Différentes preuves concernant la pop (11) L'une
Différentes preuves concernant la pop (11)
L'une des plus ultimes preuves, même si j'ai besoin alors d'une aire extérieure à elle, connexe, pour la prouver, c'est celle-ci : c'est elle qui m'aura fait découvrir des émotions de pop toute particulières, qui m'aura fait prendre des tournants émotionnels concernant la pop, notamment un tournant de gravité, de noirceur, qui est maintenant le mien à jamais et dont je porte le flambeau avec constance et responsabilité. Car cela me comble et m'incombe. C'est l'une des seules choses dont j'aimerais être pouvoir "digne" : cette pop-ci, cette pop grave, éthérée, agrandissante, supérieurement influente sur toutes sortes de membres, d'organes, de sensations de l'organisme. Et c'est elle qui l'a choisie, je veux dire c'est elle qui m'y a mené. Elle en tant que partenaire féminin.

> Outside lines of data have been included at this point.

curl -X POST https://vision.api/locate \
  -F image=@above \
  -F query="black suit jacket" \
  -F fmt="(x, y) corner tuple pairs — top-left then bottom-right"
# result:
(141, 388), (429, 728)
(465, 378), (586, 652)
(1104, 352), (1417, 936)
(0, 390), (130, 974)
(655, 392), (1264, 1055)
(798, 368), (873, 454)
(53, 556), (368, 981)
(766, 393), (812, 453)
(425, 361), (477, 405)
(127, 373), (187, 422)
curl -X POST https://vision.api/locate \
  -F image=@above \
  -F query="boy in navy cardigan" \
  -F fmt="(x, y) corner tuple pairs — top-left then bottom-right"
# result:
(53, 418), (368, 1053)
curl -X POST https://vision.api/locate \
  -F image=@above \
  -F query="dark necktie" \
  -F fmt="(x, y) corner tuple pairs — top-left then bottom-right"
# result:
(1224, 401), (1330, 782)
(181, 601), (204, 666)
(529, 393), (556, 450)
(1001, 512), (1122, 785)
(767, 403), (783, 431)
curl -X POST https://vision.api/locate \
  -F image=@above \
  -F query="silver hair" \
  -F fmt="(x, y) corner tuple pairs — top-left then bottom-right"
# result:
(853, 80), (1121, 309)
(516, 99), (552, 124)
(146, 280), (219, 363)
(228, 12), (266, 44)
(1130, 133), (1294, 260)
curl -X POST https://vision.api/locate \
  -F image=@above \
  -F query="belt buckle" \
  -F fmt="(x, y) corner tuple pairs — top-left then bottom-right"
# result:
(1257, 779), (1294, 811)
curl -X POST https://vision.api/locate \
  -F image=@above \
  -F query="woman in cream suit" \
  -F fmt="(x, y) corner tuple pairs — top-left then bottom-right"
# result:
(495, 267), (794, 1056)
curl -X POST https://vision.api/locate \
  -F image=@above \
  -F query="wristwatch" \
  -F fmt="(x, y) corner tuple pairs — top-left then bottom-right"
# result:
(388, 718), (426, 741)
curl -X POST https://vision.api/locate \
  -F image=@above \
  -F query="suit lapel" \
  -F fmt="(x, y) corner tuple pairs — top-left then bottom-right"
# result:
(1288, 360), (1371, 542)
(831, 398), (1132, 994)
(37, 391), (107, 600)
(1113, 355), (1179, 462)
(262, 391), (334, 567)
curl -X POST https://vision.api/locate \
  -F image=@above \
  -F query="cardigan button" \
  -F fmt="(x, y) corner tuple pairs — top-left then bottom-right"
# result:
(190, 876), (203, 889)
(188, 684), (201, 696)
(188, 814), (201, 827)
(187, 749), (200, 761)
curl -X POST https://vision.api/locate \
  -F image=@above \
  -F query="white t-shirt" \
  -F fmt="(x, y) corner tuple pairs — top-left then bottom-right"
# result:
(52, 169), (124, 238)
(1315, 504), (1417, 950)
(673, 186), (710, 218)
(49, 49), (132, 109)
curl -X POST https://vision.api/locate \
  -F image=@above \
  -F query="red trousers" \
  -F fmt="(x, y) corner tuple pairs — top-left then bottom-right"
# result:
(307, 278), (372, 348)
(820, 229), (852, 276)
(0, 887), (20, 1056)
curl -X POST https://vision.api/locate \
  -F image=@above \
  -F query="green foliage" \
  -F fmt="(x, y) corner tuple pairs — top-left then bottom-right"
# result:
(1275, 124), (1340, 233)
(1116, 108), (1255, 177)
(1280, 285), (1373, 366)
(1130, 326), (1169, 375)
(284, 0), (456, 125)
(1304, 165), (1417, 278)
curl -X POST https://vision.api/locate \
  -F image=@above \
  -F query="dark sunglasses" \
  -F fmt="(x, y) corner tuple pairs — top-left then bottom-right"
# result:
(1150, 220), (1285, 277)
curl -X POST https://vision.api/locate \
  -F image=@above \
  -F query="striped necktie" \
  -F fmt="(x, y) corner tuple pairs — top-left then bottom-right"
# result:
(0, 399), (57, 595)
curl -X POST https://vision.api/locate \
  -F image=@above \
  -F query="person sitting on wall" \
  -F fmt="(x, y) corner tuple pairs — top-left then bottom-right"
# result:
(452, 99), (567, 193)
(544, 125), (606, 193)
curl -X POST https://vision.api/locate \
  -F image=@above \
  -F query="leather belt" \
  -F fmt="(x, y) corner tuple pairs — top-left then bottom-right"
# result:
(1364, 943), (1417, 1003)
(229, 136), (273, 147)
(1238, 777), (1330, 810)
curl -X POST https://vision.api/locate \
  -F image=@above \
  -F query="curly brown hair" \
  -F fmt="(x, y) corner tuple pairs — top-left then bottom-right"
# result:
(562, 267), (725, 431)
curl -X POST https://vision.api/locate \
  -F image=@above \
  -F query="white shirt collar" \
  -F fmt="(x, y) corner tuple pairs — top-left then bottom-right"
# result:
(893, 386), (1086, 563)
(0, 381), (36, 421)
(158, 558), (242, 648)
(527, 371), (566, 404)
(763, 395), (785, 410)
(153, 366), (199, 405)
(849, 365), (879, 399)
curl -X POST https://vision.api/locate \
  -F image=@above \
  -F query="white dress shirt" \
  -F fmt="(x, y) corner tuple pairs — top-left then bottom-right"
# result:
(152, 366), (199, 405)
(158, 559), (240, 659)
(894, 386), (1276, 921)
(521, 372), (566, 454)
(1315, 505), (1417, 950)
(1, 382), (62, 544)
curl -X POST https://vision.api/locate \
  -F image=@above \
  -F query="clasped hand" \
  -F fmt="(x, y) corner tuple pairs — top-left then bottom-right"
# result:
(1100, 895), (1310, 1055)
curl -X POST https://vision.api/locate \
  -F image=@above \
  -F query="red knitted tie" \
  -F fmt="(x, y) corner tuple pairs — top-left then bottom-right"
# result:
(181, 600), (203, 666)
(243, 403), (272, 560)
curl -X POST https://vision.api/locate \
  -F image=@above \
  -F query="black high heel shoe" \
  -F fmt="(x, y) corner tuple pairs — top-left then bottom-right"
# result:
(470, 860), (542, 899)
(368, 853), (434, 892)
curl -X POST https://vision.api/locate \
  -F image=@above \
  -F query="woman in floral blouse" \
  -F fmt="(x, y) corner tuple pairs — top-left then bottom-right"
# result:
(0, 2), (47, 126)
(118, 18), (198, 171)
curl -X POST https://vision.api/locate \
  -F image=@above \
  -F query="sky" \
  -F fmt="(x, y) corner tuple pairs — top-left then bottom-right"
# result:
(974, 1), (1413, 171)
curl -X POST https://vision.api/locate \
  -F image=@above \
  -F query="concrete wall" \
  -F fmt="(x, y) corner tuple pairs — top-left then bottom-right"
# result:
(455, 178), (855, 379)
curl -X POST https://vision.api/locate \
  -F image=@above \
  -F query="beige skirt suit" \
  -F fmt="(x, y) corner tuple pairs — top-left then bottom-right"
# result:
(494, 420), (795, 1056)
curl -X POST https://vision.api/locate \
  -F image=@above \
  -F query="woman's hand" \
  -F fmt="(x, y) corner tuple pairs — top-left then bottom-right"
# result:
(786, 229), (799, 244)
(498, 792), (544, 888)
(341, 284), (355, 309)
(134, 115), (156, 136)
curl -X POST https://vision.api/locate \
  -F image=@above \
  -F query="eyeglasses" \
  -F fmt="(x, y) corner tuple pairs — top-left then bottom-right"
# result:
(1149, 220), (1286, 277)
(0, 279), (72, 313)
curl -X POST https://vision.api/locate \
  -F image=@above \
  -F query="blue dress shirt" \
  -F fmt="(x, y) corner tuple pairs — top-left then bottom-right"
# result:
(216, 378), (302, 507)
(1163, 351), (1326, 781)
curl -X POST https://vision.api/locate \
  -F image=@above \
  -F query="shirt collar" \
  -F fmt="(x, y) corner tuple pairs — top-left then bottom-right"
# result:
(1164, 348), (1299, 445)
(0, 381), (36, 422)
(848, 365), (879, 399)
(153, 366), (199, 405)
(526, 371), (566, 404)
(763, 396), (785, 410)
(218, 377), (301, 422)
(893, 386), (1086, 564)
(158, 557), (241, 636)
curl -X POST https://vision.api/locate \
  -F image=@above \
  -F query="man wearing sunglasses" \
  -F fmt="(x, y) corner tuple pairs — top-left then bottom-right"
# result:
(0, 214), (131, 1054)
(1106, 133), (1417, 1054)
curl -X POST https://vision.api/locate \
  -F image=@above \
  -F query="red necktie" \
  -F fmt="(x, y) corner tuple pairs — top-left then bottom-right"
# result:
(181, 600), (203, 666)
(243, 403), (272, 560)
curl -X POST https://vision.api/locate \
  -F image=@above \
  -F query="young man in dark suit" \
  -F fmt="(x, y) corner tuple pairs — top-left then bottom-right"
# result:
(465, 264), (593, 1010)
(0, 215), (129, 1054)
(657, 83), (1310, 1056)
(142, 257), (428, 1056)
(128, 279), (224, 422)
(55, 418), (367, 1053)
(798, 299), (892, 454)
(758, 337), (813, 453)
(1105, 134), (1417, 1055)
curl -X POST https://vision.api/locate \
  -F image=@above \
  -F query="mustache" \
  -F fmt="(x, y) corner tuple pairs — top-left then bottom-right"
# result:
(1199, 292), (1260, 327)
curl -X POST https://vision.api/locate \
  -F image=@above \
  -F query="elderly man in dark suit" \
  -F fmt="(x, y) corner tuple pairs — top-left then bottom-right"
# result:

Or, c'est une constatation féministe que j'ai toujours considérée comme première : celle selon laquelle c'est "le mec" qui fait découvrir la vraie, la belle culture dans la relation. "Je vais te montrer ça, c'est moi qui connais mieux que toi". De nos jours c'est comme ça, du moins entre petits-bourgeois ou classe moyenne inférieure. C'est toujours le mec qui "fait découvrir". Très tôt je ne voulais pas avoir cette place, qui me semblait tout spécialement dégueulasse, celle que je vois en premier comme dégueulasse (alors qu'il y en a bien sûr mille autres, mais j'étais à l'époque obnubilé par la culture, il n'y avait qu'elle, ce qui n'était certes pas très matérialiste mais ce qui permettait au moins de se rendre compte de dimensions essentielles que d'autres obnubilations avaient tendance à passer sous silence) : cette position du mec qui "fait découvrir la bonne culture", non, je ne serai jamais ça. Je me le suis dit à peu près dès quinze ans, je crois. Ce ne devait pas être une "place" que l'on se devait de prendre avec la présomption de l'évidence, comme un sans-gêne. Ce devait être une place à rejeter.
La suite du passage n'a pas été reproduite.